Pfarrei St. Johannes der Täufer, St. Goarshausen
 
Die Pfarrei St. Johannes d.T. umfasst die Kernstadt St. Goarshasusen und die folgenden Ortschaften: St. Goarshausen-Heide  Bornich , Reitzenhain, Reichenberg, Patersberg, Auel, Lierschied und Nochern. Außer der Stadt St. Goarshausen im Rheintal liegen die anderen Ortschaften auf den Höhen des Taunus, wenigstens 5 km von der Pfarrkirche entfernt. Die meisten jungen Familien wohnen nicht in der Stadt, da es im Rheingraben keine Bauplätze gibt und die ständig wiederkehrenden Hochwasser die Lebensqualität stark einschränken.
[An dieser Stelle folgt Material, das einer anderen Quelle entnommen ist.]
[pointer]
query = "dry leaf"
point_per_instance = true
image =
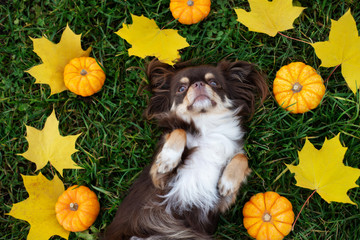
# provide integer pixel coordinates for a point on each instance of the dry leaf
(48, 145)
(39, 209)
(323, 170)
(148, 40)
(269, 17)
(342, 48)
(55, 57)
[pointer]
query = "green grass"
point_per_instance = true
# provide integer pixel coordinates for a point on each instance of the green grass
(116, 142)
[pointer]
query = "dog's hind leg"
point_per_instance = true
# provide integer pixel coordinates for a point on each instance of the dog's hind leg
(168, 157)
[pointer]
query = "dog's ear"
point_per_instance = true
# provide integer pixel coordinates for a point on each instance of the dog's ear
(159, 75)
(244, 85)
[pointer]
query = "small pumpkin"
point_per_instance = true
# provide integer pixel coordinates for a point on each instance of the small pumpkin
(190, 11)
(84, 76)
(77, 208)
(268, 216)
(298, 88)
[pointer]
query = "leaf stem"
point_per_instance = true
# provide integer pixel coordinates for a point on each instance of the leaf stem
(297, 217)
(332, 73)
(294, 38)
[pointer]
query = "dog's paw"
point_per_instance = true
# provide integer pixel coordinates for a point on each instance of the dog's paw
(227, 186)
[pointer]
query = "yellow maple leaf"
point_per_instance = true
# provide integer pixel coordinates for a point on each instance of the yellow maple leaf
(342, 48)
(48, 145)
(269, 17)
(148, 40)
(55, 57)
(322, 170)
(39, 209)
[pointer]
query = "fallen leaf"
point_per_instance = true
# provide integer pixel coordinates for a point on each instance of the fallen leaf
(148, 40)
(343, 47)
(323, 170)
(269, 17)
(39, 209)
(55, 57)
(47, 145)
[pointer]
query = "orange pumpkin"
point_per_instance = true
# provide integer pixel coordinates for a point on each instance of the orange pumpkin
(84, 76)
(190, 11)
(268, 216)
(298, 88)
(77, 208)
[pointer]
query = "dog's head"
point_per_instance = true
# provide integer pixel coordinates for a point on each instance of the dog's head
(190, 91)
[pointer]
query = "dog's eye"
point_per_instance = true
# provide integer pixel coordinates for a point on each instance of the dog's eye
(182, 88)
(213, 83)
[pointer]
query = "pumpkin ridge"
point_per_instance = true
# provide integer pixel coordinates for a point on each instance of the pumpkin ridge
(288, 101)
(255, 205)
(278, 230)
(313, 74)
(289, 71)
(315, 93)
(259, 219)
(286, 80)
(279, 213)
(80, 221)
(88, 67)
(182, 11)
(91, 83)
(76, 223)
(304, 99)
(299, 74)
(270, 207)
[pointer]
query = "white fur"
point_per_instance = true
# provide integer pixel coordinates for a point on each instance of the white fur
(196, 182)
(167, 159)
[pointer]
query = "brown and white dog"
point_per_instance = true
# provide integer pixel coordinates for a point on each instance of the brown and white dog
(200, 163)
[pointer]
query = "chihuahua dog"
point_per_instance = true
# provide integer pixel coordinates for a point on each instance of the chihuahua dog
(200, 163)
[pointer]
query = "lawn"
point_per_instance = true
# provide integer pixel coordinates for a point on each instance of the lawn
(116, 142)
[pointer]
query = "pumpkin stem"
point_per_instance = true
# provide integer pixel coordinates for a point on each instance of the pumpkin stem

Diese Tatsache hat einen großen Einfluss auf das Gemeindeleben. Es gibt fast keine Kinder- und Jugendarbeit. Diese Altersgruppen werden von den Angeboten in ihrer Ortsgemeinde angesprochen; ähnliches gilt für die Erwachsenen.
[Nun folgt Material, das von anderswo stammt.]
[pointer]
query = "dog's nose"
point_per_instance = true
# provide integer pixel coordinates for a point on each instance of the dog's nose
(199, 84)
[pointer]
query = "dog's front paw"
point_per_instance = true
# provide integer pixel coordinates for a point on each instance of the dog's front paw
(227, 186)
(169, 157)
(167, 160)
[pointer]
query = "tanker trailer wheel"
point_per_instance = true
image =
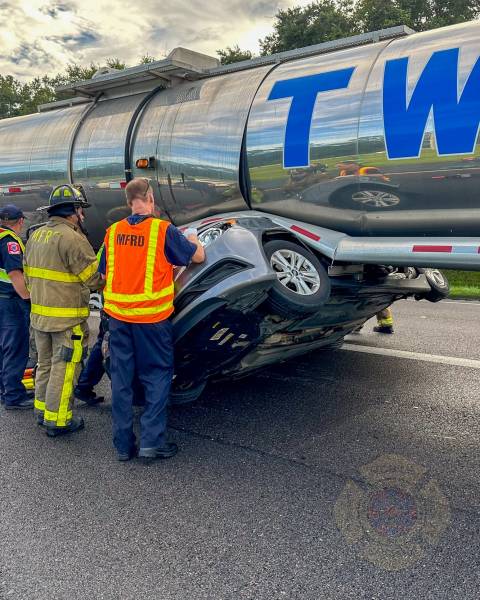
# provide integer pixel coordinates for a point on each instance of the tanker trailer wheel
(302, 285)
(439, 284)
(370, 197)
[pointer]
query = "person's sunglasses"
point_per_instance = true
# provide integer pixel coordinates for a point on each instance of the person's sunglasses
(148, 188)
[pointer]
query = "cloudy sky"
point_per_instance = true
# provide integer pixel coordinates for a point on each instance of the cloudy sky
(42, 36)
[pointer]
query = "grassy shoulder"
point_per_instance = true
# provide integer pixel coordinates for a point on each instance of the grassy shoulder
(464, 284)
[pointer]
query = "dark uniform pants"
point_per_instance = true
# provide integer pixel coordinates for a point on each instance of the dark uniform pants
(14, 324)
(94, 369)
(145, 349)
(60, 356)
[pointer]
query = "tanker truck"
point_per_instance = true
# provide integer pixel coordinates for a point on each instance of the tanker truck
(325, 182)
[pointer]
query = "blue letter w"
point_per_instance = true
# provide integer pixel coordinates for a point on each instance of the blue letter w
(456, 121)
(303, 92)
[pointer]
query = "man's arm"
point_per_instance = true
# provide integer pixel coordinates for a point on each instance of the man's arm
(18, 282)
(81, 260)
(181, 251)
(199, 255)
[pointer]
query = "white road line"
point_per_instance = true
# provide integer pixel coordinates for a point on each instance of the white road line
(469, 302)
(435, 358)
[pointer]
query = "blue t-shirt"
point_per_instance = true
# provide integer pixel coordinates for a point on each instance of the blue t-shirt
(11, 259)
(178, 250)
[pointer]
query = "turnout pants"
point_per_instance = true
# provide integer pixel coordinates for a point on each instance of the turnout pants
(60, 356)
(14, 323)
(145, 350)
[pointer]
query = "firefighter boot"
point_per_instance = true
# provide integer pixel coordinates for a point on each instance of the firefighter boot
(75, 425)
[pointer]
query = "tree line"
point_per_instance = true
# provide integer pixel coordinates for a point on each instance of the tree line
(320, 21)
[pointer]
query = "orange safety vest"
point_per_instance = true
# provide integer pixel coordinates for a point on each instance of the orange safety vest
(139, 279)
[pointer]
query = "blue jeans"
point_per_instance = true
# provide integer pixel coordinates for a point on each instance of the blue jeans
(145, 350)
(93, 371)
(14, 335)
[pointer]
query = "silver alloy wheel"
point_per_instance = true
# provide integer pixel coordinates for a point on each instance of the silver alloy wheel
(295, 272)
(376, 198)
(437, 277)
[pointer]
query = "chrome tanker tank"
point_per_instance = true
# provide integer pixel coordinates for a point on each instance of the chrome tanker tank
(371, 136)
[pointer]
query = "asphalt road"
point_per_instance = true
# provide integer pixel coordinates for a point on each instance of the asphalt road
(338, 475)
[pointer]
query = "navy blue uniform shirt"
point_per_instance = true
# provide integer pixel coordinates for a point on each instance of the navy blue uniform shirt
(178, 250)
(11, 259)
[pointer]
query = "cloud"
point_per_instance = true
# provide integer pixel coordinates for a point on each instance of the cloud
(42, 36)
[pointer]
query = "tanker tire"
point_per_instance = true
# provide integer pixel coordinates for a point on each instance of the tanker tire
(439, 284)
(370, 197)
(285, 301)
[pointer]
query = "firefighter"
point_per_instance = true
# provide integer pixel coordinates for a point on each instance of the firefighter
(61, 269)
(138, 260)
(14, 311)
(384, 321)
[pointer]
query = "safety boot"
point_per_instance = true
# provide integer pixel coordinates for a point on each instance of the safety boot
(148, 455)
(88, 396)
(75, 425)
(126, 456)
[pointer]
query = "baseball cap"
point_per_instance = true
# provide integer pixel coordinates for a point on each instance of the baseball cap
(10, 212)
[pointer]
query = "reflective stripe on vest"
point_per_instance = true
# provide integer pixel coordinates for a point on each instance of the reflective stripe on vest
(4, 278)
(139, 305)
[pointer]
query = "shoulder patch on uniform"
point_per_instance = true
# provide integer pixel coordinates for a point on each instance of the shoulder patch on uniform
(14, 248)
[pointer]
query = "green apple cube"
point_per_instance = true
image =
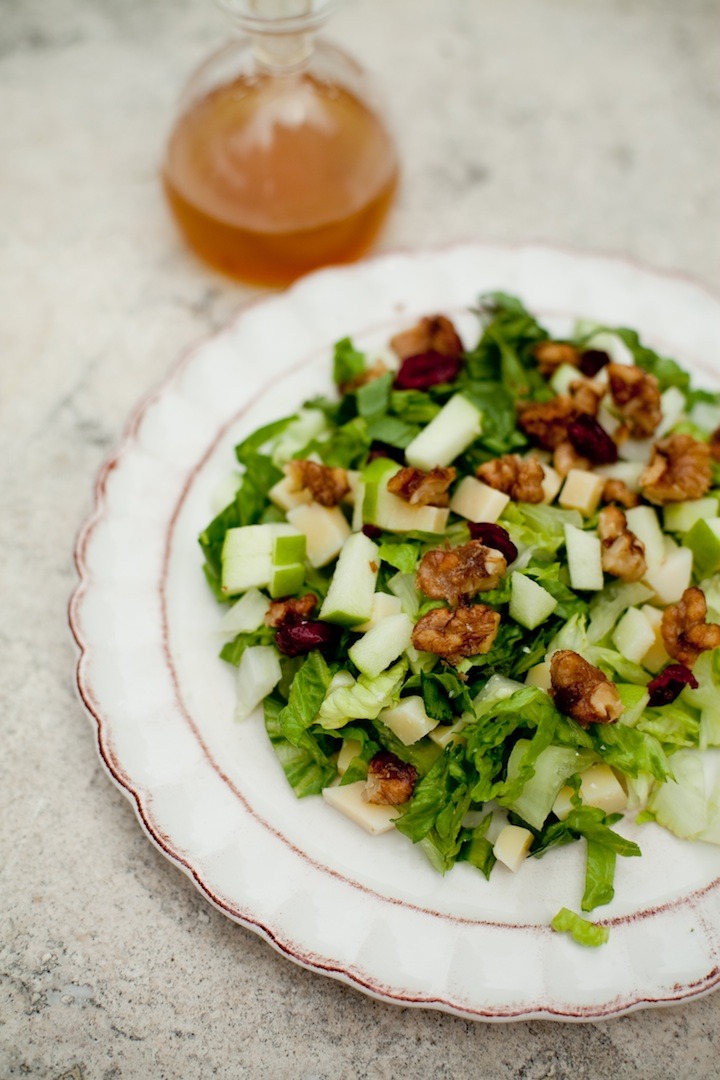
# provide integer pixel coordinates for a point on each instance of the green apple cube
(376, 650)
(634, 635)
(408, 719)
(670, 579)
(584, 558)
(478, 501)
(388, 511)
(703, 540)
(288, 549)
(351, 595)
(681, 516)
(643, 522)
(529, 603)
(325, 528)
(448, 434)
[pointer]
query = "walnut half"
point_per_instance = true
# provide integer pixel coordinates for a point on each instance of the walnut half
(467, 632)
(423, 488)
(623, 554)
(521, 480)
(582, 691)
(390, 781)
(684, 631)
(679, 470)
(457, 574)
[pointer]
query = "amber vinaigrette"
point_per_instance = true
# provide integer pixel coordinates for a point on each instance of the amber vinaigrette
(281, 170)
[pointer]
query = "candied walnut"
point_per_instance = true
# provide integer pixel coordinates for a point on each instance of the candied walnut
(679, 470)
(423, 488)
(522, 480)
(456, 574)
(684, 631)
(582, 691)
(390, 781)
(369, 375)
(714, 443)
(636, 394)
(289, 611)
(553, 354)
(616, 490)
(566, 457)
(467, 632)
(546, 422)
(586, 396)
(327, 486)
(433, 334)
(623, 554)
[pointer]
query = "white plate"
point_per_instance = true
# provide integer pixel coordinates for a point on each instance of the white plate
(211, 794)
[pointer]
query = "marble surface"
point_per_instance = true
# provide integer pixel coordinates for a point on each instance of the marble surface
(591, 123)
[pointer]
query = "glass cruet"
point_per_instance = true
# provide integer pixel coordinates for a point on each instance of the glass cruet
(280, 160)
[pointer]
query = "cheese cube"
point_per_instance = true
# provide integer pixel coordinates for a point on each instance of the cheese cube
(512, 847)
(478, 501)
(408, 719)
(582, 490)
(374, 818)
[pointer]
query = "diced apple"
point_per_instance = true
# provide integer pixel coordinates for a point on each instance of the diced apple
(656, 656)
(448, 434)
(670, 579)
(540, 676)
(383, 605)
(643, 522)
(703, 539)
(584, 558)
(372, 817)
(681, 516)
(529, 603)
(478, 501)
(512, 847)
(408, 719)
(286, 496)
(634, 635)
(349, 751)
(598, 787)
(351, 594)
(552, 483)
(582, 490)
(628, 472)
(325, 529)
(376, 650)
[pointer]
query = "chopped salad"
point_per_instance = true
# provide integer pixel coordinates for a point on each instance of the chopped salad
(477, 593)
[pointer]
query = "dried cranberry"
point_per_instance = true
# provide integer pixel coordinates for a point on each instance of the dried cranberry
(296, 638)
(666, 686)
(593, 361)
(426, 369)
(379, 449)
(493, 536)
(592, 441)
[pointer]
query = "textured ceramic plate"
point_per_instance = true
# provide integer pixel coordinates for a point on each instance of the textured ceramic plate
(211, 794)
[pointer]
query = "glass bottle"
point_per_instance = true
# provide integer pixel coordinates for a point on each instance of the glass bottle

Aus der Chronik der Pfarrei St. Johannes der Täufer
St. Goarshausen:

"Die heutige Kirche wurde in den Jahren 1923 bis 1925 unter großer finanzieller Belastung der Gemeinde und unter vielgestaltiger Mithilfe der Gemeindemitglieder erbaut. Am 20.September 1925 wurde die Kirche vom Limburger Bischof Dr. Augustinus Kilian konsekriert. Die Gemeinde war dankbar, endlich eine würdige Kirche als ihr Eigen nennen zu dürfe. Dies brachte sie durch die Teilnahme am Weihegottesdienst und einem Familienabend zum Ausdruck."
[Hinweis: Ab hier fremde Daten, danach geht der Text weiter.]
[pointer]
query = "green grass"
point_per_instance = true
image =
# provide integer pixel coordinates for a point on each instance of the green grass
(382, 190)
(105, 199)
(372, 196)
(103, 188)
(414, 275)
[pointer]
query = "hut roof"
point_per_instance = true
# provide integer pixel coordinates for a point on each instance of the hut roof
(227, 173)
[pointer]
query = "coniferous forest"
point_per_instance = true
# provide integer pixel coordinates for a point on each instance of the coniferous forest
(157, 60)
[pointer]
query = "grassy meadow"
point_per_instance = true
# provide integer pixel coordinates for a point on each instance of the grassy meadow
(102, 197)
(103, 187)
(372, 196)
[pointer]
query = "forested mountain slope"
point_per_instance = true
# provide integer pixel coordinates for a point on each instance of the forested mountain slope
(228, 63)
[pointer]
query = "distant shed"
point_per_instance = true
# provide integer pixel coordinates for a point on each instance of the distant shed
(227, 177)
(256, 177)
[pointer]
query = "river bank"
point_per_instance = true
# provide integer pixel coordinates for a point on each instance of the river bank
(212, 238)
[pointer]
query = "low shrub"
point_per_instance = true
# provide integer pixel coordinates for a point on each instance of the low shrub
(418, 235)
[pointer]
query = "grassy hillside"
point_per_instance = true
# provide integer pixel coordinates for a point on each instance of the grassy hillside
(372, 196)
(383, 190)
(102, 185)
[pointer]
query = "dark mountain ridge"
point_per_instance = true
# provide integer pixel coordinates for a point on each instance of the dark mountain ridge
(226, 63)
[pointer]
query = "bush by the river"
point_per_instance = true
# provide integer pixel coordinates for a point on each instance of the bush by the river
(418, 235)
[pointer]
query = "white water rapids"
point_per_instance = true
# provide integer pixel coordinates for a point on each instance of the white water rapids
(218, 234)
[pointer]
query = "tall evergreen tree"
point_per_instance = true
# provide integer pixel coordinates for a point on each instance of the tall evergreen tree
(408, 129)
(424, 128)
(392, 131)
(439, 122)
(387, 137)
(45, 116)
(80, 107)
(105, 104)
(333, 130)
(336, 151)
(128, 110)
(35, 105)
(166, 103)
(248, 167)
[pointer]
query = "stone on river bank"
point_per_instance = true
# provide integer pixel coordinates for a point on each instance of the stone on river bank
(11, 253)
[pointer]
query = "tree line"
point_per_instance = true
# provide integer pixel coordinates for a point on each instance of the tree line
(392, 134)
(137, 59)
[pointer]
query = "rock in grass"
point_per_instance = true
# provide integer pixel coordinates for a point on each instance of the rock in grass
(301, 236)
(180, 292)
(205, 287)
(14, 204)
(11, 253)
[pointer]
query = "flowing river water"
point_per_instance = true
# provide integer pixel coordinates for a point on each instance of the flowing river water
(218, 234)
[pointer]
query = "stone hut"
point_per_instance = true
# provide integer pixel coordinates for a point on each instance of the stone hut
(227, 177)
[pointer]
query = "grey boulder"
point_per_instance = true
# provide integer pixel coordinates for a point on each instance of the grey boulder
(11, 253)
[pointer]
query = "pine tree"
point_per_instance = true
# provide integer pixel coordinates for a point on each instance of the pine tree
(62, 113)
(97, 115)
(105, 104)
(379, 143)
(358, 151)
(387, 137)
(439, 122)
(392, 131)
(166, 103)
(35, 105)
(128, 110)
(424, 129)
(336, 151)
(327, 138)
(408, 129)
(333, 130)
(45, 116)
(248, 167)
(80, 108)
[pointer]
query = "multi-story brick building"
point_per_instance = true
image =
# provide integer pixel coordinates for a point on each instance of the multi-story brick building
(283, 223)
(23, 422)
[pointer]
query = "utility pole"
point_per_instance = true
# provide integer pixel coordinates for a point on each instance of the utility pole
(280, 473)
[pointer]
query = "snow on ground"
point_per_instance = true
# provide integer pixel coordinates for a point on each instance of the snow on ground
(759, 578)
Grundstein in der Kirche von St.Goarshausen

Per crucem ad lucem
9.IX. 1923
(Durch das Kreuz zum Licht)


Pfarrer Sand (1919 - 1929) erwarb während seiner Zeit als Seelsorger in St. Goarshausen das Altarbild, das die Heiligste Dreifaltigkeit darstellt. Es wurde Lucas Cranach d.Ä. - 16. Jahrhundert - zugeschrieben. Spätere Untersuchungen konnte diese Urheberschaft zwar nicht bestätigen, legten aber die Entstehung des Bildes in die Schule des Lucas Cranach.